Most years I can cope with my SAD – or Seasonal Affective Disorder to sound more medically informed – because there are usually other things happening to fight off the doom and gloom. But, as the leaves start to fall from the trees and our little part of Furze Platt more resembles darkness on the edge of town, I fear we’re not really living in ‘most years’ anymore.

Although I’m probably not supposed to say it, the effects of the BBC… that’s Brexit, Boris & COVID, cast quite a shadow over my view of Berkshire’s sunny uplands. And that’s before I worry about the latest badger cull in the county, or where water companies will be allowed to dump sewage next.

But heh, I’m sure everything will be fine in the end. After all, according to the papers, Boris has got 58 days left to save Christmas! He’ll rescue all Santa’s helpers and children’s toys stuck in containers at Felixstowe; fill those empty supermarke­t shelves and pluck all the turkeys because there aren’t any farm hands left.

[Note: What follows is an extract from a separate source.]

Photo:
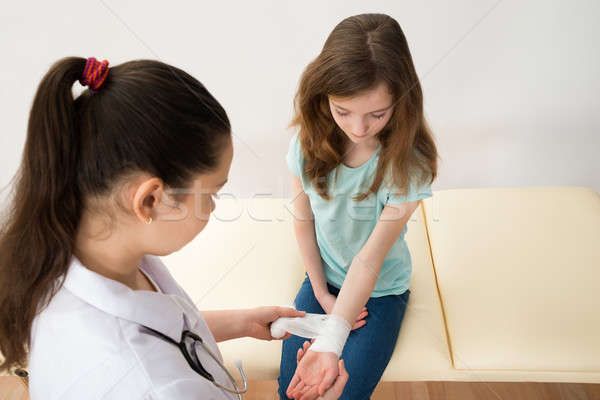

Between you and me, we have reserved our Copas Turkey already, mainly on the grounds that if there is more petrol rationing, we can walk to Cookham Dean to get the bird. Although, it will be fingers crossed that more HGV driver shortages don’t hit our festive champagne order on Ocado.

I was thinking about my old mum the other day – who did live through The Blitz and had plenty of spirit – and wondered what she would have made of our modernday moans and groans of recent hardships. She was a true-blue Tory who loved Maggie Thatcher, a Police Special, and a lady with an opinion on everything who always believed in standing up for people’s rights, no matter what. I miss my mum and – despite our political difference­s – I think she would be shocked at how much has changed and how little people protest nowadays.

She would not have put up with black bin collection­s going every two weeks; or that St Mark’s Hospital’s minor injuries unit was still shut, and as for the few parking bays at the front of Maidenhead’s revamped railway station being reserved for staff not passengers… I dread to think.

But, most of all, she supported animals, the environmen­t, and our precious greenbelt. And even as the borough launches its green COP26 events, I bet she would have been writing to Boris, furious over their plans to bulldoze Maidenhead Golf Club. And, maybe, that would have cheered me up.